A venda de imóveis deve diminuir no curto prazo, enquanto os compradores analisam os estragos. A CoreLogic, uma consultoria do setor imobiliário, estima que 95 mil residências estão na área atingida com mais força pela tempestade Sandy. Boa parte delas foi danificada e seus proprietários vão pedir indenização às seguradoras. Entre as empresas do setor, que terão que pagar algo entre US$ 7 bilhões e US$ 15 bilhões nos próximos meses, a equação é simples: elas perdem no curto prazo, mas depois ganham mais clientes. “A médio e longo prazo, a tendência é que os preços aumentem em áreas com histórico de grandes desastres”, diz Danilo Silveira, superintendente de Produtos Massificados do Grupo Banco do Brasil/Mapfre.

 

Para o Brasil, acostumado a tragédias naturais que, mesmo de menor intensidade, deixam um número de vítimas muito maior, e que somente neste ano ganhou uma lei de monitoramento de áreas de risco, a passagem de Sandy deixa uma lição. O nível de preparação dos americanos é impressionante.

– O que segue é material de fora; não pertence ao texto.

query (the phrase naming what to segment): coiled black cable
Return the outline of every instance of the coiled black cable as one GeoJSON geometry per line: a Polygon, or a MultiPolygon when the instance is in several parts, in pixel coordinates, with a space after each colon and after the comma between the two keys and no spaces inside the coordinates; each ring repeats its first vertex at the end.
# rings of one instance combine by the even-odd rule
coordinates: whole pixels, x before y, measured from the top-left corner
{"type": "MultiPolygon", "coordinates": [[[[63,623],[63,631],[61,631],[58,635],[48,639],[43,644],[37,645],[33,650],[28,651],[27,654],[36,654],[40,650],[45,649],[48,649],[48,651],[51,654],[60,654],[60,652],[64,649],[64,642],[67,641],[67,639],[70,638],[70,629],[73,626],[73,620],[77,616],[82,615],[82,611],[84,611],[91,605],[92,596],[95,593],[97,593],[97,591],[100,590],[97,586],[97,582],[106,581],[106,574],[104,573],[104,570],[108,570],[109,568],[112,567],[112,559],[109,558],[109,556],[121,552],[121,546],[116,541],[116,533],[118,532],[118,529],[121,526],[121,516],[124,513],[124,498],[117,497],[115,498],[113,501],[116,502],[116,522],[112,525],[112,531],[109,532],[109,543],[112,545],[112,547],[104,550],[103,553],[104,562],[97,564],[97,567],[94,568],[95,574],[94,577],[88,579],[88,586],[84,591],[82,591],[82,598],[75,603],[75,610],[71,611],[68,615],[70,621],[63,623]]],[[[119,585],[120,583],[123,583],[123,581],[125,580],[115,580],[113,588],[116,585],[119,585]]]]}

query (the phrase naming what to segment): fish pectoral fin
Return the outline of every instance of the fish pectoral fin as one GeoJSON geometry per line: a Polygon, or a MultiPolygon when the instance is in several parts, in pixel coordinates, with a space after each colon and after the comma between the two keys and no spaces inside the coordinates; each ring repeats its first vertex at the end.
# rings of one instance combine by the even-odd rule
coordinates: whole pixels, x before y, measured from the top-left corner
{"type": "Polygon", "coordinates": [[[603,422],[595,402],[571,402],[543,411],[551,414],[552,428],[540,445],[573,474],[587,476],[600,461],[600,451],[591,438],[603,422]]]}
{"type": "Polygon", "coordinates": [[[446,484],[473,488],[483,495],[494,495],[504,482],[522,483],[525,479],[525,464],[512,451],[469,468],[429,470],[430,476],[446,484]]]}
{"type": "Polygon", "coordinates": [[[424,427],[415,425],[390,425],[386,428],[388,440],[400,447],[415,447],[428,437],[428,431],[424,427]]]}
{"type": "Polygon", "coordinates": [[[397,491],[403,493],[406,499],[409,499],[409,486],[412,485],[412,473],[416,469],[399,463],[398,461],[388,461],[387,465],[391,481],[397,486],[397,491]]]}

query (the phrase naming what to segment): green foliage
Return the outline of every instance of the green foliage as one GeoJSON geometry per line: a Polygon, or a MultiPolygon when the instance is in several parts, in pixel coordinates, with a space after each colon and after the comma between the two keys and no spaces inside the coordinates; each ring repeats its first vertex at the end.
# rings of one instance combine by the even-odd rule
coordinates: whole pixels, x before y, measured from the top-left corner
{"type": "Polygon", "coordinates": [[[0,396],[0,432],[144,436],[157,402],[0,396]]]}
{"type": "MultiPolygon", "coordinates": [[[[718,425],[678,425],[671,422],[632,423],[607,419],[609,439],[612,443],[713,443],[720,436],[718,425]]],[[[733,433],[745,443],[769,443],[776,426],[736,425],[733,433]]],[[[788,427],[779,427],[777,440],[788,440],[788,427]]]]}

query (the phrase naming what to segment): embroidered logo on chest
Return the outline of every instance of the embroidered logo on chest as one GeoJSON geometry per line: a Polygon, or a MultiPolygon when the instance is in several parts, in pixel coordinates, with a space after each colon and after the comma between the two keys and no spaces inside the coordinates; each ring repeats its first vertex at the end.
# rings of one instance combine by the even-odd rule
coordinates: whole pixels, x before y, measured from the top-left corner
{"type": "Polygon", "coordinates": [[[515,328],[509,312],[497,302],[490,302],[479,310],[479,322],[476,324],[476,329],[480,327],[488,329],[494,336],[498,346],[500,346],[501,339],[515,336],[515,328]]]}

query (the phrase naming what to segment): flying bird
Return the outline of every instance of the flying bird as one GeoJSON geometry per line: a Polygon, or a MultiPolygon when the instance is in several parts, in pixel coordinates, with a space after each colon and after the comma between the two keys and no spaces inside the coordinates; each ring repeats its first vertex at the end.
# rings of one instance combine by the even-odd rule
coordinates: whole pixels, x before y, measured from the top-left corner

O número de mortos é pequeno diante da proporção do desastre porque o planejamento antecipado garantiu a segurança da população, que ficou trancada em suas casas. “Os Estados Unidos fazem o melhor monitoramento de furacões do mundo”, diz Tania Sausen, pesquisadora do Instituto Nacional de Pesquisas Espaciais (Inpe) e especialista em análise de riscos. “Caso contrário, poderiam ter morrido muito mais pessoas com o Sandy.”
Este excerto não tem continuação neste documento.